第16話 残酷な世界でありがとうを、残酷な世界を変えるための一緒に行こうを

「お姉……ちゃん……?」


 病室のベッドで、天神の妹が目を覚ます。

 ダンジョン内での激闘から3時間。

 妹には特に目立った外傷はなく、検査の結果も良好だった。

 天神の目標は達成できたと言っていい。


「愛莉……」


 天神が優しく妹を抱き寄せる。

 安堵と喜びの入り混じったその表情に、こちらの心も温められた。


「言うこと聞かないで、夜にお外に出て、本当にごめんなさい」

「もう絶対にしないでね」

「うん。ごめんなさい」

「私こそ、もっと早くに見つけてあげられなくてごめんね」


 温かく優しい口調で交わされる姉妹のやり取り。

 それを見守っていた御堂は、俺にこっそり耳打ちした。


「万事解決、だね」

「そうだな。盗賊たちはみんな逮捕されたし、誘拐されていた子供たちも保護された。でももっと早く盗賊団を潰せていれば……っていうことは、絶対に忘れちゃいけない」

「うん。本当に……残酷な世界だよ」


 表所に影が差した御堂は、ふと時計を見て言った。


「そうだ。薬を飲まないと」

「薬?」

「うん。メンタル的なものなんだけどね。滝くんなら、もうきっと私が何の病気なのか分かってるでしょ?」

「……察しはついてる」


 能力不調障害。

 アスリートのイップスのような症状が特徴で、身体そのものに問題はなくても今まで通りに能力が扱えなくなる病気だ。

 原因としては精神的なものが大きいと予測されているが、詳しいことはまだ何も分かっていない。

 ある日突然に現われるケースが多く、数週間で治る場合もあれば数年が経過しても症状が現れたままという場合もある。


「ちょうど1年くらい前かな。ダンジョンで戦ってたら、思うように能力が発動できなくて。その時は気付かないうちに疲れがたまってたと思ったんだけど、どれだけ休んでも元の状態には戻らなくて」

「配信が途絶えたのはそういうわけだったのか」

「うん。とてもみんなに見せられるような状態じゃなかった。最近は少しずつ回復してきて、中ダンジョンの上層くらいでなら何とか戦えるようになったんだけど……」


 1年8か月前に中ダンジョンを完全踏破した彼女としては、全くもって物足りないのだろう。

 配信者の御堂有栖と、共闘した御堂有栖がまるで別人だったのには、こういうわけがあったのだ。

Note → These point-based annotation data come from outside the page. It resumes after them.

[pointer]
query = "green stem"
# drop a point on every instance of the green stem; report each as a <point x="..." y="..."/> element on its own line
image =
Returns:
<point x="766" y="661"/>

「上手くいかないもんだよねぇ……。もう少しで手が届くところにあったはずの大ダンジョンは、雲の上にあるみたいに感じるし。あ、ごめんね。暗い話しちゃって」

「いや」


 辞めるなと言いたい。

 辞めないでほしいと言いたい。

 でも俺は御堂有栖の何を知っているわけでもない。

 だから辞めるなという言葉が正解かは分からない。

 それでも。


「俺さ」

「うん」

「御堂の配信見てて。それで中ダンジョンを攻略した時の姿と、あとはその後の言葉にすっごい感動してさ。それで能力を頑張って鍛えてみようって思えたんだよ。泡なんてって思ってたけど、鍛えてみたら楽しい能力だった。あの時の御堂の言葉が無かったら、今の俺はないと思う」


 ――努力で才能は補える! 私がその証明だよ! だから才能がないって思っても諦めないでね!

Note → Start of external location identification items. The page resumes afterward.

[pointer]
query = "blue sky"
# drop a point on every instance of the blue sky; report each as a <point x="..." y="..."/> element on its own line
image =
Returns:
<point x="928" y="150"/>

 あの時の言葉を、俺は今日までずっと胸に刻んでいる。

 1日として忘れたことはない。


「あはっ。そう言われると、嬉しいけど何だか恥ずかしいな」

「本当に感謝してるんだ。ありがとう」

「……どういたしまして。でも、そしたら余計に今の私を見てがっかりしなかった?」

「まさか。今日だって御堂がいなかったら、何一つ上手くいかなかった」

「そうよ」


 再び眠り始めた妹の手を握りながら、天神が柔らかな微笑みを浮かべる。


「御堂さんがいなかったら、妹を助けることはできなかった。それに滝くん、あなたがいなくてもダメだったわ。本当に……」




「ありがとうございました」




 俺と御堂は顔を合わせて、心の底から笑顔を浮かべた。

 そして声をそろえて言う。


「「どういたしまして」」


 この3人で助けた命が、すっかり安心してすやすや寝息を立てている。

 その顔を見ていたら、自然と言葉が口をついて出た。


「なあ、御堂」

「何?」

「俺と天神は、これからもっと強くなって《新世界の宝物ザ・ニューワールド》を獲りに行く。それぞれの目的のために」


 天神は世界を壊すため。

 そして俺も、もうただの好奇心に駆られてではない。

 あの声の主は《新世界の宝物ザ・ニューワールド》の先で待っていると言った。

 謎だらけのこの能力のことも、彼女ならば知っているはずだ。

 だから彼女に会いに行く。

 彼女は俺に何を成し遂げてほしいのか。それを知りに行く。


「御堂も一緒に行こう。宣言しただろ? 《新世界の宝物ザ・ニューワールド》を見つけるって」

「滝くん……」

「まだ諦めてないからダンジョンにいたんだろ? こんな残酷な世界も《新世界の宝物ザ・ニューワールド》があれば変えられるかもしれない。俺たちと一緒に行こう」

「私たちは絶対に《新世界の宝物ザ・ニューワールド》を見つける。あなたの経験は間違いなく私たちのプラスになるわ。それに私たち、なかなか良いチームワークだったと思うのだけれど」

「滝くん……天神ちゃん……」


 御堂は交互に俺と天神の顔を見て、それから覚悟を決めた目で言った。


「正直言って、諦めそうになってた。だけど私にも、絶対に《新世界の宝物ザ・ニューワールド》を見つけなきゃいけない理由があるの。だから……あなたたちと行きたい」

「よろしくな、御堂」

「もう絶対に諦めようとしないでね」


 俺は御堂に向かって右手を差し出す。

 彼女はそれをがっちりと握った。

 それを見て、天神が少し不機嫌そうな顔をする。


「あら、私とは握手しなかったのに彼女とはするのね」

「お前がしなかったんだろうが……なら、今するか?」


 ベッドに近づいて手を伸ばすと、天神は妹とつないでいるのとは逆の手を差し出した。

 ようやく、俺と天神の間にも握手が交わされる。


 天神は、いやきっと俺も、そして御堂も、これから待ち受ける冒険への期待を込めた笑顔を浮かべていた。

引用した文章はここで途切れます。